The model architecture is composed of three sequential sections: 1) a convolutional network with dual linear and nonlinear paths, 2) residual dilated convolution layers, 3) spatial basis function transformation and output layers. A detailed specification of the model is available in Supplementary File 6 and in the code repository (https://github.com/FunctionLab/sei-framework, downloadable from https://doi.org/10.5281/zenodo.4906996). In the convolutional architecture, we introduced a new design composed of both linear and nonlinear convolution blocks. The nonlinear blocks are composed of convolution layers, batch normalization layers and rectified linear activation functions (ReLU), similar to regular convolutional networks. The linear blocks have the same structure as the nonlinear blocks but do not include activation functions to facilitate learning of linear dependencies. Each nonlinear block is stacked on top of a linear block with a residual connection adding the input of the nonlinear block to the output, allowing the computation to go through either the linear or nonlinear path. Dilated convolutional layers with residual connections further expands the receptive fields without reducing spatial resolution. Finally, spatial basis functions are used to reduce dimensionality of the spatial dimension while preserving the capability to discriminate spatial patterns of sequence representations.

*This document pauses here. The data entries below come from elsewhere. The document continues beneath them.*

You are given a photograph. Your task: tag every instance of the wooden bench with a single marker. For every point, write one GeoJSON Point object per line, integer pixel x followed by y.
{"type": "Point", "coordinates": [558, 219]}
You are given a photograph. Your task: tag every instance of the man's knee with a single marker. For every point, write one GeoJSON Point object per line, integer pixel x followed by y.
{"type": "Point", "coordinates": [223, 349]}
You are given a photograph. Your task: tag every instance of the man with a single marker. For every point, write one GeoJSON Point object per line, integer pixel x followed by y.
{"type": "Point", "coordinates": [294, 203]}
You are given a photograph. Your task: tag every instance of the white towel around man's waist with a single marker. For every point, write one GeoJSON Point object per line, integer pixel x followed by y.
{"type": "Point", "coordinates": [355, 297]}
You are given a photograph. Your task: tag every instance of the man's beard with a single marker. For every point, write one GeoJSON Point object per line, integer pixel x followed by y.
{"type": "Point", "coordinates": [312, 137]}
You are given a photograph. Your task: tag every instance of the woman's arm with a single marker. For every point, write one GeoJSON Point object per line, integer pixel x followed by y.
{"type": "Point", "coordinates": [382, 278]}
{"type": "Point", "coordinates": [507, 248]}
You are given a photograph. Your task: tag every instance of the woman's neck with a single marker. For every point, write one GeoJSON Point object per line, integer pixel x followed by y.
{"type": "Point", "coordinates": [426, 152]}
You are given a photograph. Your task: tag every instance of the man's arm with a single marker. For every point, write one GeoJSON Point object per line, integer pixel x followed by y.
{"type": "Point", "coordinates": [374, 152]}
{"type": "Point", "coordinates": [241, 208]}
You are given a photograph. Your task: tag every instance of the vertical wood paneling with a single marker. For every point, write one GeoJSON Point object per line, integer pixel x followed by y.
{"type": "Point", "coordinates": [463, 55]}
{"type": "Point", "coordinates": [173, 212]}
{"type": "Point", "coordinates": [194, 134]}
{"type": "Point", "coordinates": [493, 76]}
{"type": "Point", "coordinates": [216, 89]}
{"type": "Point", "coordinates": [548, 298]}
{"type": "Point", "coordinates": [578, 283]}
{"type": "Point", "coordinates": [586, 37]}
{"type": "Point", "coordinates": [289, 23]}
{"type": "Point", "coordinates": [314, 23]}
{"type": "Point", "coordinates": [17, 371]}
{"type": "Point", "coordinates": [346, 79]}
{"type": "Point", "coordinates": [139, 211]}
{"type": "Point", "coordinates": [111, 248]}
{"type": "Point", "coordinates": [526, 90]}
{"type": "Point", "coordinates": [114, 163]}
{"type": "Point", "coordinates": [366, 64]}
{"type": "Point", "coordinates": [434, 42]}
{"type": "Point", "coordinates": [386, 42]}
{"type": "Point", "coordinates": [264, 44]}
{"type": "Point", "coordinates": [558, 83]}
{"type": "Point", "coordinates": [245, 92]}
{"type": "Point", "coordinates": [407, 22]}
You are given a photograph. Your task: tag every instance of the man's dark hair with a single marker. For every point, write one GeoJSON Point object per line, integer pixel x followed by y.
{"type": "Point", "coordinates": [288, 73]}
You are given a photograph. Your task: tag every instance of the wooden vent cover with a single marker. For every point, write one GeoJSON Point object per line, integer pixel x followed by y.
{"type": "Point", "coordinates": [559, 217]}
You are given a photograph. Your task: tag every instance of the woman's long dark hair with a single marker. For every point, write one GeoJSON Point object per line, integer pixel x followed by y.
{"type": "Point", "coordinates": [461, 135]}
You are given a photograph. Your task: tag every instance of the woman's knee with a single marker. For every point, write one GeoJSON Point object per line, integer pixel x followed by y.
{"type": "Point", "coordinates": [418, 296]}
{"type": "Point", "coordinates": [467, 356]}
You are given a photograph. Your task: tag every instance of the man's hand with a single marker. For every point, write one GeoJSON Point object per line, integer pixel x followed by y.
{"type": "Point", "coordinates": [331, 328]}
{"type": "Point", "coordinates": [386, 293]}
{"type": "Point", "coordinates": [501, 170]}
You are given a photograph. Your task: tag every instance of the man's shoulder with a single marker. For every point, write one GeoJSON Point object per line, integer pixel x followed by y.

Specifically, in the Sei model, a B-spline basis matrix (256×16) with 16 degrees-of-freedom across 256 uniformly-spaced spatial bins is generated and multiplied with the convolutional layers output to reduce the 256 spatial dimensions to 16 spline basis function dimensions. After the spline basis function transformation, a fully-connected layer and an output layer are used for integrating information across the whole sequence and generating the final 21,907-dimensional predictions.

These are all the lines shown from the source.